Tschirtner, Oswald
Eine leiter
Tschirtner, Oswald Schneefall [ladder], 1971 ink on paper 21 x 14,8 cm © photo credit Collection de l’Art Brut, Lausanne
Author
Tschirtner, Oswald, (1920-2007), Austria
Biography
Oswald Tschirtner was born near Vienna, Austria. From an early age he displayed a desire to become a priest and, aged ten, he was placed in a seminary. Later, despite his wish to enter a theology faculty, he was recruited into the service of the Reich, then the German army, and had to participate in the Stalingrad campaign. Towards the end of the war he was interned in a prison camp in southern France. Returning to his country, in 1946, he was admitted to a psychiatric hospital, then transferred eight years later to the psychiatric hospital in Maria Gugging, where he became an inmate of the Haus der Künstler (House of Artists). There he began to draw.

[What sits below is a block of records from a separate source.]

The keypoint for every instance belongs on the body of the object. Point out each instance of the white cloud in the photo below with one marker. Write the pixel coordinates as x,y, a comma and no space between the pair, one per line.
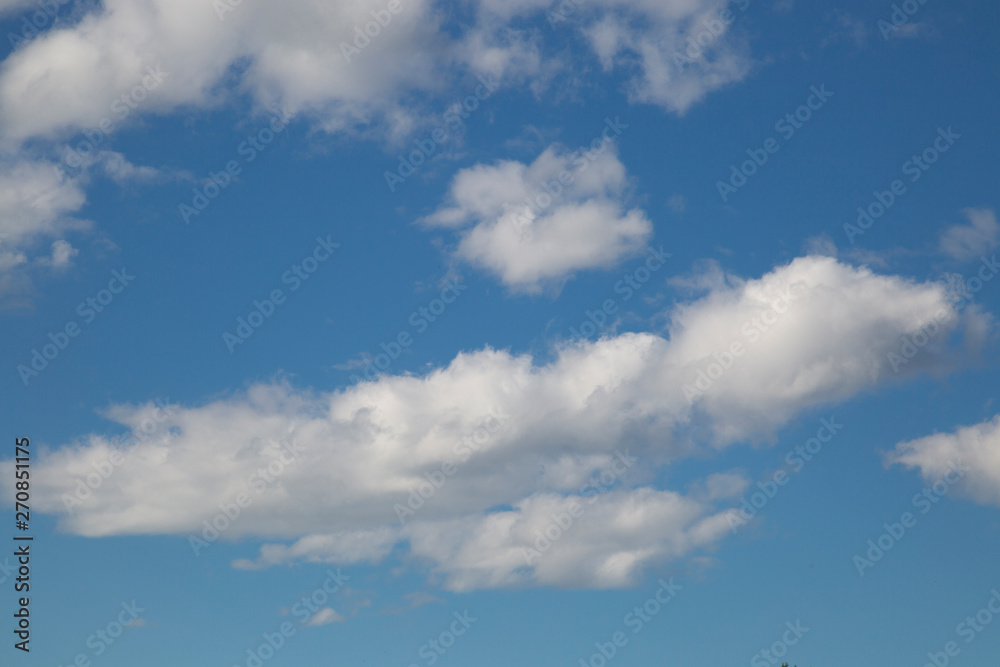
975,448
324,616
35,201
366,448
305,56
534,226
971,241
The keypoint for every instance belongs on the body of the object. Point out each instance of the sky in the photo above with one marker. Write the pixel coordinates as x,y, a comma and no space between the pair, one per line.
402,332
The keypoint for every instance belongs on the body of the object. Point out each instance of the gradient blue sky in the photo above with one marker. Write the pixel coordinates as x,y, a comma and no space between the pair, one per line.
367,443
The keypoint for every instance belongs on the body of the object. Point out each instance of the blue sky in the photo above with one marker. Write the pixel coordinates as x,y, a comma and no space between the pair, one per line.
443,366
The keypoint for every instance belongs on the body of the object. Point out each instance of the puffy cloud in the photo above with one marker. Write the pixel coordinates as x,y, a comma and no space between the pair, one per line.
466,463
973,450
534,225
971,241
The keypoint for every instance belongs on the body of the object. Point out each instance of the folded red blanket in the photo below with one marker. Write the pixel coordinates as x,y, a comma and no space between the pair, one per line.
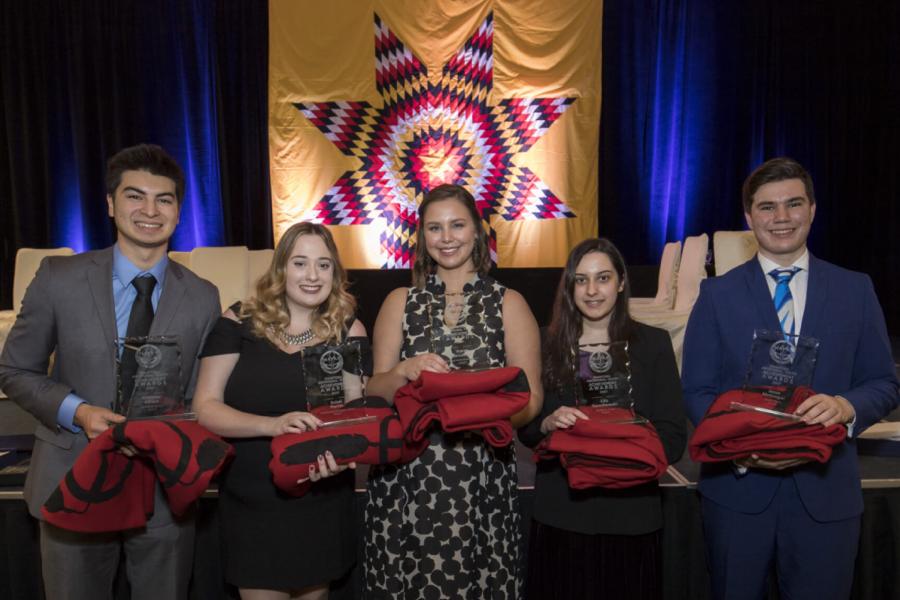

His compositions are striking because of their minimalist style, the result of abbreviation, abstraction, synthesis and graphic economy. His favourite subjects are silhouettes with lines that he elongated interminably. A sole line flows across the paper and constitutes the drawing, which is reduced here to its simplest form of expression. The figures consist of two arms and a pair of legs, directly linked to a head. The creator systematically chose to overlook the torso and the extremities of the limbs; he also esteemed any other details to be superfluous.